I started reading Dune about 8 years ago and stopped at around the time of Paul and Jessica's flight to the desert. Maybe perhaps because I didn't like the chronicling nature of the story (although I did love the chapter epigraphs and use them in my own books).
Going into the movie 2 years ago, I thought "at least I will get to see the rest of the story," not realizing that Part 1 meant they would stop just a bit farther than I got when reading. Those expectations aside, I enjoyed it more than reading the book.
This reminds me I ought to reread Dune. I had intended on reading the first three books but got sidetracked (so it goes when I have a million books on my TBR...) But the first book is phenomenal, and your review is spot-on.
Also, there was a Dune game, came out in the early 2000s. It was terrible. I think there were others that were less bad, but that game in particular was no good. I don't even remember the name of it.
I first read the original Dune in the mid 1970s and loved it. I have read it several times since. I still love it, but not quite as much as the first time I read it.
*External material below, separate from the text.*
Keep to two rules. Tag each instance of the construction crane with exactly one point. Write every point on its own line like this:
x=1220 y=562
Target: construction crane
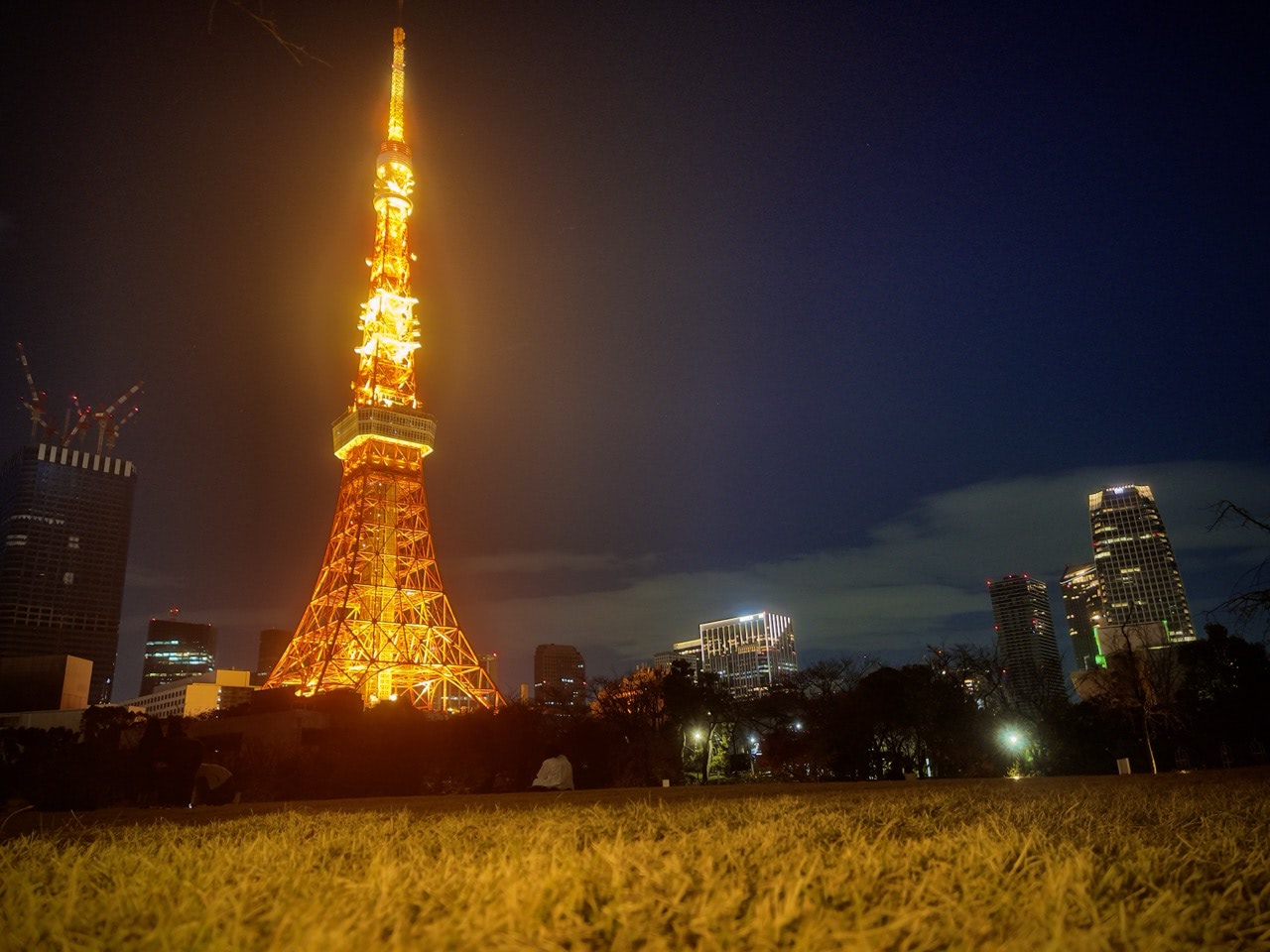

That’s a great, in-depth review. I was unfamiliar with those quotes from Herbert. I have yet to read the follow up books to Dune, but that will happen. The audiobook version of Dune is an excellent production.
I appreciate that you list off the parts you didn't like in a way where I could go 'that sounds perfect for me.' A lot of this reminds me of Lord of the Rings in the framing as a history and the dangers of power. Should read Dune sometime.
With my own setting I've engaged with similar themes, in particular with the dragons. Complete with one of them rejecting suggestions of becoming padishah because he thinks having an immortal monarch is inherently dangerous.